お昼の公園
「ねぇ、キスしてもいい?」
彼女はそっと目を閉じて、わずかに唇を尖らせた。そんな彼女の姿に、私はドキドキせざるを得なかった。とても美麗な女の無防備な動きは破壊的だ。
「もちろん」
と言って彼女の唇に唇を重ねた。
なんとも羨ましい。
白昼の公園のベンチに並ぶカップルを見つめながら、私は落胆した。もしあの彼女の恋人が自分だったなら、と。現実にしているのは変質者のごとく、カップルをまじまじ見て悶々と胸を押さえることである。

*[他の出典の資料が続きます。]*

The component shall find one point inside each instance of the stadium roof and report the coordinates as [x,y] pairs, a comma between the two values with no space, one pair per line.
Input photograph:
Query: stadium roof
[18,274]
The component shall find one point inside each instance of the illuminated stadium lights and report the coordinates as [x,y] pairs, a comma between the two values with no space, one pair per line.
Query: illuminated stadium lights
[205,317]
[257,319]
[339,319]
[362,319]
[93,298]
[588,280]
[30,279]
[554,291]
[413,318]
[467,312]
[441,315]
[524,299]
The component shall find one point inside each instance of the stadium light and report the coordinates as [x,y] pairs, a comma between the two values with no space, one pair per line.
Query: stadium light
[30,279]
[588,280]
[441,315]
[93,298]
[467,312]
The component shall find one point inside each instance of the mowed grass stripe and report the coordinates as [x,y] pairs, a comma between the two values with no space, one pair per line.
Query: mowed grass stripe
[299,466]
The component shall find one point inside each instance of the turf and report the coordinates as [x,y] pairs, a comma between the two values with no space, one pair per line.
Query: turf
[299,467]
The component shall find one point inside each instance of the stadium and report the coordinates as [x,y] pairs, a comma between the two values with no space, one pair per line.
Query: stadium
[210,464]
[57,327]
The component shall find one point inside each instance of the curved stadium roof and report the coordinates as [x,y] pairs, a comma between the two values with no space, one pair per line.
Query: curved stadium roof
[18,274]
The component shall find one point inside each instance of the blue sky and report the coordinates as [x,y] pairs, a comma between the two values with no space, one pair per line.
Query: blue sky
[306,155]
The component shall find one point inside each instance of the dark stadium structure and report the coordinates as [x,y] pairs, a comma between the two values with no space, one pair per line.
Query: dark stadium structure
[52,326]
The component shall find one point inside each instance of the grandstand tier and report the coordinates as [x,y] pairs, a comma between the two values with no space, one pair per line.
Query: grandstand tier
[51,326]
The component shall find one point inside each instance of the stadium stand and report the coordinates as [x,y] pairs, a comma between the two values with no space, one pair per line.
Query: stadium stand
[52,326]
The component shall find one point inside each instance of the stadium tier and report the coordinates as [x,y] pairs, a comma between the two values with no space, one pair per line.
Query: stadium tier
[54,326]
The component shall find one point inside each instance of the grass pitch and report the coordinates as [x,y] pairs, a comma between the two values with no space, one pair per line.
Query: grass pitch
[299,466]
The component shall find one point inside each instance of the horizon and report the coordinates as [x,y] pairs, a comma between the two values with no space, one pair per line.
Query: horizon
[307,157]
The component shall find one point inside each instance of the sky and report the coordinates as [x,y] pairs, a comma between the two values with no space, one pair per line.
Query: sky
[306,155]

どうして私には彼女ができない。容姿だって性格だって悪くないはずだ。向かいに座る先刻の彼氏のほうがよっぽど不細工で、美麗な彼女を持つに不相応だ。お金だって懐から溢れ出すほどある。平均の数倍の年収だ。
しかし彼女はできない。これまで一度だ。もう四十手前だぞ。もう諦めたほうがいいか。一回くらいは欲しかったな、彼女。
私が深くため息を吐くと、隣に腰かけた子どもが尋ねた。
「お母さんどうしたの?」
十五の息子が心配そうな顔をする。
「大丈夫だよ。さ、帰ろ」
促して立ち上がる。続けて息子も立つ。
しばらく歩いていると、息子は私のようにため息を吐いた。
私は言った。
「どうしたの? なにか悩み事?」
すると息子は、長い髪を耳にかけて言った。
「お母さん、どうやったら彼氏できるのかな」
私は苦笑いをした。親子ってよく似るものだな。